Orpik is still capable of making that kind of mark seven years later, if he’s able to play. Now with the Capitals, the veteran defenseman missed the final three games of the first round with a suspected concussion, and his status for the start of the second-round series against the Penguins is up in the air.
Feeling “rusty” in his first time on the ice with teammates since a big hit from Philadelphia’s Ryan White on April 18, Orpik said on Tuesday he still has to “do some stuff with the doctors to make sure everything is going right” before getting cleared to play.
It’s difficult to overstate Orpik’s impact on the highly anticipated series between Alex Ovechkin and the Capitals, and his old teammates, Sidney Crosby and Evgeni Malkin.
“I think he’s our best D, obviously,” Ovechkin said. “It’s a huge key for us, especially against those guys like Sid and Geno. We have to make it tough on them.
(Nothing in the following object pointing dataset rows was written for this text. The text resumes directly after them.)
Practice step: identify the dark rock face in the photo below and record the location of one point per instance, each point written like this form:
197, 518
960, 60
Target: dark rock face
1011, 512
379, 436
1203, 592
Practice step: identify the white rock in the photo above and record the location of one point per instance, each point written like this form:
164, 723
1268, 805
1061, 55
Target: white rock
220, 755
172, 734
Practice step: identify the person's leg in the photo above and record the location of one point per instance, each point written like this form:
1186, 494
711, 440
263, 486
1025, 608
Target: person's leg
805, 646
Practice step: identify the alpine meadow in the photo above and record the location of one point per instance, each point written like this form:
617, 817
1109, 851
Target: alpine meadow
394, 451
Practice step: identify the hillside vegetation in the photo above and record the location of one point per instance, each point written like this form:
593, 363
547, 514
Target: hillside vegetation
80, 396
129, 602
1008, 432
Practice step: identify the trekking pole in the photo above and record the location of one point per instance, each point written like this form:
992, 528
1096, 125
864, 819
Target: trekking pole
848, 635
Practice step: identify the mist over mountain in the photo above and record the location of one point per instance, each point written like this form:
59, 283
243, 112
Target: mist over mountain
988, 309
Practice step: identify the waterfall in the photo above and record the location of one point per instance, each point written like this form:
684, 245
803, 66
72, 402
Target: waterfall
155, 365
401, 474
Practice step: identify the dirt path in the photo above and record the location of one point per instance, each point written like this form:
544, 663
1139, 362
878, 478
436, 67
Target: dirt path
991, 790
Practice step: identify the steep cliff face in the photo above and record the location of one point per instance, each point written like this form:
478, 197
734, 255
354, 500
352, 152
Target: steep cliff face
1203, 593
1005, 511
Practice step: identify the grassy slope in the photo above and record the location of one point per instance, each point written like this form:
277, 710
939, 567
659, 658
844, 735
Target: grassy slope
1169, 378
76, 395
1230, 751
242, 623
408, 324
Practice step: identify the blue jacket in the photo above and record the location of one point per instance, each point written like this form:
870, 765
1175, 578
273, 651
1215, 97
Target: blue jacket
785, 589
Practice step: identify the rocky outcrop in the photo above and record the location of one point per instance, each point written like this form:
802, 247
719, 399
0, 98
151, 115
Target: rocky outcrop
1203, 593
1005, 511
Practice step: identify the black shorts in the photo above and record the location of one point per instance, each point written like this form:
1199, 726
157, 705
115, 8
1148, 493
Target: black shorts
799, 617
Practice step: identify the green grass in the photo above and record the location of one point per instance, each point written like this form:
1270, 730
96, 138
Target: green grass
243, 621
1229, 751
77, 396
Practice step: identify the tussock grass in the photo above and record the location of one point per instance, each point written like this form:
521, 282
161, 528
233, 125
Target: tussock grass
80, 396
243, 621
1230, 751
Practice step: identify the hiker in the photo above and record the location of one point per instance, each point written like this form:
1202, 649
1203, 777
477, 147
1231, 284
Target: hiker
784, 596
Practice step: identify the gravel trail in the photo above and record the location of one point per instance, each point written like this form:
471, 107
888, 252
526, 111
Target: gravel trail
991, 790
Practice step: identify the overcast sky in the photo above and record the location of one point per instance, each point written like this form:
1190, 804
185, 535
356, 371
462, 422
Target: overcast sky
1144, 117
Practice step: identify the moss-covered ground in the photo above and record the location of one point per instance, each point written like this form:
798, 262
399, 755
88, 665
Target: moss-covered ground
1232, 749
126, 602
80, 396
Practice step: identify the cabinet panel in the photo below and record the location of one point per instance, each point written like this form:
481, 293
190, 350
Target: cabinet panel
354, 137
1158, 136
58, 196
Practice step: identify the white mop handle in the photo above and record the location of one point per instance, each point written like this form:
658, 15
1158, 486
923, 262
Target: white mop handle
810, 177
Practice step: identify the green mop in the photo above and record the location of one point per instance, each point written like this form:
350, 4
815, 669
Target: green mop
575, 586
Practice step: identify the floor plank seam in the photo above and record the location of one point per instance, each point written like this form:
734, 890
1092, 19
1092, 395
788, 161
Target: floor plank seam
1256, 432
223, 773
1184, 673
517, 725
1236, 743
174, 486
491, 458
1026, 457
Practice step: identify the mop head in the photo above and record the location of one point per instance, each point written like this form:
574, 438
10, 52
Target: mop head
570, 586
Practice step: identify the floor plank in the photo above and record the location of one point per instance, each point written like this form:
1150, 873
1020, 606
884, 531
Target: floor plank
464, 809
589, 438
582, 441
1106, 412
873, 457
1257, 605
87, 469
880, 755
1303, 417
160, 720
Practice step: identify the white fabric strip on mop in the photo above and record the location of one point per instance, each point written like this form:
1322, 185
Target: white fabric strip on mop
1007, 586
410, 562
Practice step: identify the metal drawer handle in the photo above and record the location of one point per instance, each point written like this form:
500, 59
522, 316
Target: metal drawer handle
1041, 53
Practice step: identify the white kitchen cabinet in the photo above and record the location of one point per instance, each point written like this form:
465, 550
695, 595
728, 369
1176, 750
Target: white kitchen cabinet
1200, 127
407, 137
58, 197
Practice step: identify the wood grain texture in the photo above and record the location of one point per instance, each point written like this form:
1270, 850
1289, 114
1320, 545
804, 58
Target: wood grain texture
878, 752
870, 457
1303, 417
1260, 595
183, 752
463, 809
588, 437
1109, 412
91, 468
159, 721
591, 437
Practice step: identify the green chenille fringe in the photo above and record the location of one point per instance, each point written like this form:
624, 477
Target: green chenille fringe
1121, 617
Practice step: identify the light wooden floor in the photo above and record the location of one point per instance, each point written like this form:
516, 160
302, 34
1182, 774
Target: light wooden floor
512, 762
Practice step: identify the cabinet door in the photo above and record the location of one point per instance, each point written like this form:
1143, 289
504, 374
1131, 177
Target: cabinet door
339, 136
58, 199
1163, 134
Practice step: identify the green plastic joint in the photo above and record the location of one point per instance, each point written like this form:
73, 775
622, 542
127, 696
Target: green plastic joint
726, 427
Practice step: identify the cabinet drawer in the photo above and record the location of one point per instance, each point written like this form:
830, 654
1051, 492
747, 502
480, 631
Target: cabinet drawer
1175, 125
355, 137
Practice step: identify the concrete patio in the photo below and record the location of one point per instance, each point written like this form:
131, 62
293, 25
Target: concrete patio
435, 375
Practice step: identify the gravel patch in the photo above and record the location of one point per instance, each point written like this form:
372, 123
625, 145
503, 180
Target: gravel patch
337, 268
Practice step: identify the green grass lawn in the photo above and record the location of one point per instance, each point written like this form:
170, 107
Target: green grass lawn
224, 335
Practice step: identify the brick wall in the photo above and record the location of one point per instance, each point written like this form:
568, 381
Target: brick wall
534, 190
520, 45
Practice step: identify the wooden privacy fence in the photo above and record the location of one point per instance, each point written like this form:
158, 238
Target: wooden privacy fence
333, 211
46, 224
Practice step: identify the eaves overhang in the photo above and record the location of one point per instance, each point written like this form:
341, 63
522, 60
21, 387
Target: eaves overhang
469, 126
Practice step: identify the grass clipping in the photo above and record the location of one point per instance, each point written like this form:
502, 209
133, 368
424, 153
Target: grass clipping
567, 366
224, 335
We have to play physical. We just have to dictate our game on them.”
At 6-foot-2 and 221 pounds, Orpik brings a physical element that’s hard to replace. He was a big piece of the Penguins’ Stanley Cup run in 2009 and along with former Pittsburgh teammate Matt Niskanen has been instrumental in making the Capitals’ defense championship-caliber.
“He brings a lot of good experience of knowing what it takes, being professional, his approach and on the ice – a battle-tested guy,” Niskanen said. “I come to do my thing: Defend well, positioning, stick positioning, skating, moving the puck efficiently and contributing in some different areas.”
The Capitals need strong play from their top four defensemen – Niksanen, Orpik, John Carlson and Karl Alzner – against the Penguins, who not only have Crosby and Malkin but offensively potent players like Phil Kessel, Patric Hornqvist and Carl Hagelin.
Alzner had a “maintenance day” Tuesday, coach Barry Trotz said, after a rough-and-tumble series against the Flyers.
Orpik’s presence was a positive sign eight days after he was leveled by White and appeared dazed as he was helped off the ice.
“It was just one of those ones I didn’t see it coming,” Orpik said. “If I saw it coming, nothing comes of it. I’ve been hit a lot harder than that and been fine.”
Trotz, who would obviously like to have Orpik in the lineup, said the 35-year-old is fine but also said he is day-to-day.
“He’s a big part of what we do,” Trotz said. “Primarily he’s a good defender and a warrior and a good penalty killer. There’s no question he can help us.”
Orpik is one of just three Capitals players with a Stanley Cup ring, along with forwards Justin Williams (three) and Mike Richards (two). By contrast, Pittsburgh still has five players left from its 2009 Cup team: Crosby, Malkin, forward Chris Kunitz, defenseman Kris Letang and goaltender Marc-Andre Fleury, who’s still working to return from his concussion.
There’s significantly more gray hair in Orpik’s still-burgeoning playoff beard than seven years ago, and his standing in the Capitals’ locker room is bigger than it was for the Penguins. Trotz said Orpik is the “father figure” to younger players, and the alternate captain has immense respect from his teammates.
“Brooks is a team-leader guy and he’s got lots of experience in the playoffs and he knows the people around the league,” said center Evgeny Kuznetsov, whose stall is next to Orpik’s. “It’s always nice to have him in the locker room and on ice, too.”
The Capitals can survive without Orpik but face a tougher challenge if he’s not in the lineup.
“He’s an important player for us,” Niskanen said. “Brooks is a good player. It’s not a secret what his attributes are, and he brings a lot to the team.”